When will the next piece be posted？
Hopefully in the next week or two.
Hi Luke. Great article and timely. And this is exactly why I founded a3i, which is all about building trust in AI by design. So, from the get-go and takes topics like safety (‘The system should not harm the world’), security (‘The world should not harm the system’), and explainability (‘We should be able to explain HOW a systems works, and in case of mistakes, why they happened and how to correct them’). The real rub is in the latter, as when we talk about, for instance, Neural Networks, explainability can become cumbersome, if not impossible: you may be able to explain the NN design, but not how the NN got its results.
We have a diagnostic algorithm for hand symptoms which may be due to CTS available at http://www.carpal-tunnel.net that may interest you. I have spent a long time thinking about the extent to which it’s verdicts should be allowed to influence practice. At present we have prospectively evaluated its accuracy but we do not make decisions based on it. We will shortly have available a prognostic model which will provide an estimate of the probability of a sucessful outcome for surgical treatment.

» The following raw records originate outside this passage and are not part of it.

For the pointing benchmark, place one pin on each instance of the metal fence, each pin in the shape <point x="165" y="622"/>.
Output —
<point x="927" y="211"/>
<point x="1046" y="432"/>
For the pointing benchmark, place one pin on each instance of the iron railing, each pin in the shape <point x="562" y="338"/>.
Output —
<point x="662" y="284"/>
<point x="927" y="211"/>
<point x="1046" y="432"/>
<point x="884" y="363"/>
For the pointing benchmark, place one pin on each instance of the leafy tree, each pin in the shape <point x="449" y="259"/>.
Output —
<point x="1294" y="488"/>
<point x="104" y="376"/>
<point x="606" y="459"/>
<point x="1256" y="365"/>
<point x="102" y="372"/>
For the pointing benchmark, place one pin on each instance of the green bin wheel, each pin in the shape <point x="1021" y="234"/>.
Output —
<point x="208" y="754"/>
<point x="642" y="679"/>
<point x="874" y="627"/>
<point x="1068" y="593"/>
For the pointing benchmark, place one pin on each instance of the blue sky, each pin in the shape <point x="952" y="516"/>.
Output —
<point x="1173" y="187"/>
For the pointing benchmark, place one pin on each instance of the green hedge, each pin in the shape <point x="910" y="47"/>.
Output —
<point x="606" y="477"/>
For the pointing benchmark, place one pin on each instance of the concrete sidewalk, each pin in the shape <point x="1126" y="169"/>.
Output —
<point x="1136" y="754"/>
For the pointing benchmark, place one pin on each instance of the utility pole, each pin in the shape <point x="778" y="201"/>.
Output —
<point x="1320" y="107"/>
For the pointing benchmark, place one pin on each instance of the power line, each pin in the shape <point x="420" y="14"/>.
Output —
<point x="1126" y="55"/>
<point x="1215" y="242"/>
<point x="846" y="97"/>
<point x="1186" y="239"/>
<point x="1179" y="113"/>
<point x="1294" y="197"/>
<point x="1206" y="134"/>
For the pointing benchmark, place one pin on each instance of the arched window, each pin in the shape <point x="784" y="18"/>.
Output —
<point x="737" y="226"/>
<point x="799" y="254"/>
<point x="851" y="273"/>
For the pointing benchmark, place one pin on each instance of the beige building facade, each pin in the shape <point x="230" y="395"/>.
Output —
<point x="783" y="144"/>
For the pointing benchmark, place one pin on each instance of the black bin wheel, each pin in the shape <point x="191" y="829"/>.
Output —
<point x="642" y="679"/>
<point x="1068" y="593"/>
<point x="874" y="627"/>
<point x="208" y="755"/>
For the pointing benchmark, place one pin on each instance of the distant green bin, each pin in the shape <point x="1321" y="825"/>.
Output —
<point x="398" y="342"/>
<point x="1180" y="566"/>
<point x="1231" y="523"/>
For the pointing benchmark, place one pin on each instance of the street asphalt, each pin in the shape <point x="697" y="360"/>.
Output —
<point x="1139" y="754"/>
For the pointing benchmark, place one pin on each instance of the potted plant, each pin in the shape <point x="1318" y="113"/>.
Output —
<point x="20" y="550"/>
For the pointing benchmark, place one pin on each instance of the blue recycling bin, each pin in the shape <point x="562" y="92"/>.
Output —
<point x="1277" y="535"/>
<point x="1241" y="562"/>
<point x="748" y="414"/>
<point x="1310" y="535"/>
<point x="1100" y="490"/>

1) The thalidomide banning was ill-conceived – there are many drugs pregnant women ought not to take. It is perfectly safe for men.
2) Frances being honored for a non-evidence based banning of a drug has led the FDA to err hugely on the side of banning drugs. This has cost many lives and we will never know how many.
3) Consider the retina examination system. There are many places in the world where medial infrastructure is limited and blindness results. Having this available at all may prevent a lot of blindness in such places. We ought not to let the perfect be the enemy of the good.
4) It is totally obvious that we don’t know how to protect patients from AI-based errors because we do not yet know what they are. Consider self-driving cars. At some point, they will have a better per-mile safety record than human drivers while still killing people due to unanticipated circumstances. Should we defer their wide adoption until they’re perfect? We could essentially eliminate human-caused auto death by limiting all vehicles to 30 MPH if we wanted to….. How much safer does a self-driving car have to be before we’d use it? 50%? Same thing with AI.